How do I set up my road bike correctly? The frame height
Before we dive into the fine-tuning of the seating position, it is important to ensure that the frame of your racer offers the right height for your body size. Even though you can change the seat height enormously via the seat post, a suitable frame size is important not least because the top tube also gains length with increasing frame heights. The distance from the saddle to the handlebars also increases with growing frame heights, so you need to stretch your upper body further and further. So when people talk about frame heights, they actually mean frame sizes, even though frame sizes are named by height or by the length of the seat tube.
That's almost a little unfair to the top tube, because theoretically the seat tube of your frame could be as short as it wants to be, as long as a seatpost finds a hold in it long enough to serve its inseam length.
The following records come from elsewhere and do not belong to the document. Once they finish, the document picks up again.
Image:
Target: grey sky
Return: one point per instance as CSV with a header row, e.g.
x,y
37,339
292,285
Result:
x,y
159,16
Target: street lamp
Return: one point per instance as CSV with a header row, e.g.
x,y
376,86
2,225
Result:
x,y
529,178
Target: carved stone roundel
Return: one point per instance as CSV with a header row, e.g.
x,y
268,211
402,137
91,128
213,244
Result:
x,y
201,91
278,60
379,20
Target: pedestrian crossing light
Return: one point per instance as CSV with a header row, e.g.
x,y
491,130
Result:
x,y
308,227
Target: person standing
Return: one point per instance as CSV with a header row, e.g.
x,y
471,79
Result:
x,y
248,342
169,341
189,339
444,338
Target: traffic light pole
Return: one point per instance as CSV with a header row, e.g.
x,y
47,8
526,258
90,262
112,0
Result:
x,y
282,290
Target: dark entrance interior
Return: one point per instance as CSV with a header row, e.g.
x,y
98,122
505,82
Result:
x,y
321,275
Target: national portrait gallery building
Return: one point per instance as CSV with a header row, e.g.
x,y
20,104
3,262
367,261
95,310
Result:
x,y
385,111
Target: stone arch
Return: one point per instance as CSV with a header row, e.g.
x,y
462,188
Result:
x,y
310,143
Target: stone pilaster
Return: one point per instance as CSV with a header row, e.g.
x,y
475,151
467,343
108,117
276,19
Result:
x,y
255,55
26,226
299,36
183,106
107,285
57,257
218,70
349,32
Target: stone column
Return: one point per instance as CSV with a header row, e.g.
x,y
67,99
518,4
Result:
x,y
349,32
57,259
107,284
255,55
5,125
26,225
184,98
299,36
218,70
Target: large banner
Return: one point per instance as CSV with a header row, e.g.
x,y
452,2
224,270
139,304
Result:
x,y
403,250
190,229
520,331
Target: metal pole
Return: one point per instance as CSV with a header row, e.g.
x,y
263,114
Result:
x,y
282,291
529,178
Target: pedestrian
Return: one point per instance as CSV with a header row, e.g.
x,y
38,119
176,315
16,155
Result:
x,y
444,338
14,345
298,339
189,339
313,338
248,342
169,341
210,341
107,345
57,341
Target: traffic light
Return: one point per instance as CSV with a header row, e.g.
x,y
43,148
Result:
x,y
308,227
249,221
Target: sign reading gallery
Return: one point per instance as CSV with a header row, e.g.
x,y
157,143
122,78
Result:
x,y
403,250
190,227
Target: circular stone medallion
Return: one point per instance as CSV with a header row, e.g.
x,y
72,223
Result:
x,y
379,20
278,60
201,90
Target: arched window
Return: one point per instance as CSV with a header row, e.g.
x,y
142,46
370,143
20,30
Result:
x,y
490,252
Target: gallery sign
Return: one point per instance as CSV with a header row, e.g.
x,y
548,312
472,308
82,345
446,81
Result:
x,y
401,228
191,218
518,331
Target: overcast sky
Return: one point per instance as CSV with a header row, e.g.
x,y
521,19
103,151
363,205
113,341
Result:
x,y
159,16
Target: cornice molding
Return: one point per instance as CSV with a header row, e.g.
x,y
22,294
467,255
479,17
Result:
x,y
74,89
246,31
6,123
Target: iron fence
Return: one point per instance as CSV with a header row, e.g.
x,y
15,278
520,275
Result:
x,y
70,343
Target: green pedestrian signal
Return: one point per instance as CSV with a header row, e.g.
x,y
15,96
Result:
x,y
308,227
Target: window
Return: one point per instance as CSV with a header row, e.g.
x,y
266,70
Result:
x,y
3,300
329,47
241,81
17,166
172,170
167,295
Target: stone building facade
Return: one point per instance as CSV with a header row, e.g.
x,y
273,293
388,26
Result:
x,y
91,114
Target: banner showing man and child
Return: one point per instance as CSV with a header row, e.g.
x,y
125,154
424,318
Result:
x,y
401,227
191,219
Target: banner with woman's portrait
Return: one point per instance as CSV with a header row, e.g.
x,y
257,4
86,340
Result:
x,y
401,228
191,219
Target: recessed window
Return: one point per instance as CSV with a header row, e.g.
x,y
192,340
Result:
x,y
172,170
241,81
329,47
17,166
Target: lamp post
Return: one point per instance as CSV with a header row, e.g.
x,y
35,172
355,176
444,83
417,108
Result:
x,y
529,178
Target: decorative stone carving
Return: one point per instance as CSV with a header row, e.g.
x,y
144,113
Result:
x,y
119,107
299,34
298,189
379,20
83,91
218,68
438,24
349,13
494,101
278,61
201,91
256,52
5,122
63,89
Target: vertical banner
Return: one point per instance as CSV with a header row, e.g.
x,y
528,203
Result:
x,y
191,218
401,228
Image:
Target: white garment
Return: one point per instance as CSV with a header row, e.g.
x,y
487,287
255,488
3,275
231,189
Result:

In terms of the top tube, things look different, which becomes obvious at the latest when the wheels can no longer find room to stand parallel behind each other.
Adjust road bike: Which size fits me?
Whether you sit on a frame that fits your body size, tells you the table "Guidelines". But beware: even if these contents of the table certainly apply to many people, there are always extreme body proportions that fall outside the grid. In such cases, in the "worst" case, only a frame made to measure will help.
A very simple point of reference is also the legroom that a standard frame should offer: Standing with your bare feet on the ground, the top tube of the bike should have at least two to three centimeters of clearance between your legs and your crotch. If their feet barely reach the ground because you are sitting on the top tube, the frame is definitely too big for you.
Which frame height suits me?
The frame height is measured over the distance from the center of the bottom bracket shell to the end of the seat tube (the vertical tube in which the seat post is located) in centimeters.
In the event that you have a frame with a steeply sloping top tube (sloping frame), then you must bring the sloping top tube starting from the connection to the head tube virtually into the horizontal and take the virtual intersection with the seat tube as the measuring point.
Adjustment matter: seat height and saddle
The seat height is the first parameter you need to fix. To do this, set the saddle in a horizontal position and align it lengthwise in line with the top ear.
Sit on the saddle and let both legs hang freely with bare feet. The saddle is at a suitable height when you can still touch the pedal, which is horizontal at the bottom dead center of the crank, with your heel bone.
Road bike: How do you determine your seat height?
A more scientific method offers the equation "stride length x 0.885 = saddle height".
No matter which method you choose, your seat height depends on more than just your leg length. Pedaling coordination, stretch condition, or personal preference may cause you to fine-tune the saddle beyond our procedures. Ultimately, the individually perfect saddle height is determined by you.
What do I have to pay attention to when adjusting the saddle?
After you have adjusted the saddle to the correct height, you must also adjust the saddle horizontally. Sit on the saddle and adjust the crank arms to horizontal balance.
Place your foot on the front pedal. If you can drop a perpendicular through the kneecap of your leg and the ball of your big toe, the saddle is positioned correctly. If not, move the saddle braces forward or backward in the post head. Also in this case, the perpendicular at the kneecap is the starting point for an initial adjustment.
Road bike: The right distance between saddle and handlebars.
The optimal seating position depends not only on sitting. You also have to hold the handlebars, so you need a suitable distance to the same.
Grasp the handlebars in the bend, one foot is in the pedal, the entsrpechende crank arm staht paralell to the down tube. Elbow and kneecap should now have about two centimeters distance from each other, so the elbow can swing freely through. If this is not the case or if the distance is too great, you should choose a shorter or longer stem.